Racing in mid-division under Pat Smullen early, the dark bay was sent past Idaho inside the last quarter mile and turned back the threat of US Army Ranger to beat that 7-2 favourite by 1 1/2 lengths. In doing so, he was providing his trainer and jockey with a first Epsom Derby victory, and his owner-breeder with a fifth to match the achievement of his late father.
"I won my first Classic with Blue Wind here many years ago, when I probably didn't have horses like this to win this great race," trainer Dermot Weld said. "It's wonderful to do it. We had a huge worry this morning, as he spread a plate traveling over and he was a very doubtful runner right up to about an hour ago. With great help from my colleagues and all my team, we made it.”
Pat Smullen was full of admiration for Harzand as he soaked in his initial blue riband success and said, "It's a childhood dream to win this race and I've been at it a while now. The trouble we had with him this morning, I didn't know if he would get here, but it's a great team effort. He's a vastly improving horse and showed his true ability today. He found another gear when the second horse came to him."

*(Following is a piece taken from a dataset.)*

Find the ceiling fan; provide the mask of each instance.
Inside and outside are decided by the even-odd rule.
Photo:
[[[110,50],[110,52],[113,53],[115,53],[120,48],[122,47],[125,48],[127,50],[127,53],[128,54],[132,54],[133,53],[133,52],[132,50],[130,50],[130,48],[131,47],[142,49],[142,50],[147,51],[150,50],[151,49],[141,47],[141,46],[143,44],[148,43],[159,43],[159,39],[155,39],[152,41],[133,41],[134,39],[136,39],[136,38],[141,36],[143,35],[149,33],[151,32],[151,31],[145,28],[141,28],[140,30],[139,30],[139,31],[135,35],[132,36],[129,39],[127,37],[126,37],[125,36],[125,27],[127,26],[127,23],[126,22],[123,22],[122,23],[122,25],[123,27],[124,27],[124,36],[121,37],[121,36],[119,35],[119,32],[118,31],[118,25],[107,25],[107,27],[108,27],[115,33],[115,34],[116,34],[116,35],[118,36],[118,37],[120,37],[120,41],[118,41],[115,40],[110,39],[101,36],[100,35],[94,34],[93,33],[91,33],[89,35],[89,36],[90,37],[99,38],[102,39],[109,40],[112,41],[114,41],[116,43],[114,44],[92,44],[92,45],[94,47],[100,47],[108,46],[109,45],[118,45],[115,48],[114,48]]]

Weld added, "It's very special to win this race. I think I've had 23 Classic winners in Europe. Blue Wind was my first when she won the Oaks [in 1981]. I've won a couple of Irish Derbys but I've always obviously wanted to win this race. I've possibly never had a horse good enough to do it but today was the day. I thought he put in a very good performance when he won his group race at Leopardstown. He beat a good field that day. He's a lovely balanced colt and he's progressive. I just thought when he worked the other day at The Curragh that he was progressing and he just showed a bit more pace. I then thought he would represent us very well."
The Aga Khan was quick to pay tribute to his team, saying, "Winning the Derby is the goal of every owner and it's been the goal of every owner for centuries. It's a great race with a great history and outstanding winners. From my point of view, it's the ultimate thing you can do as an owner and, at this stage, I would like to thank my team for what they do in Ireland and in France, which is a big achievement and which has been going on for a long time now. I'm very honoured to have them all working with me to produce these horses."
"It's difficult to compare Harzand to my other Derby winners [Shergar in 1981, Shahrastani in 1986, Kahyasi in 1988 and Sinndar in 2000]," he added. "I think one of the best memories I have is of Shergar coming round Tattenham Corner and, in my eyes, he was cantering. It was something I couldn't believe. I'm 80 now and I've owned horses since I was 20, so 60 years of ownership. I've had some wonderful horses. My fifth Derby winner was quite important to me."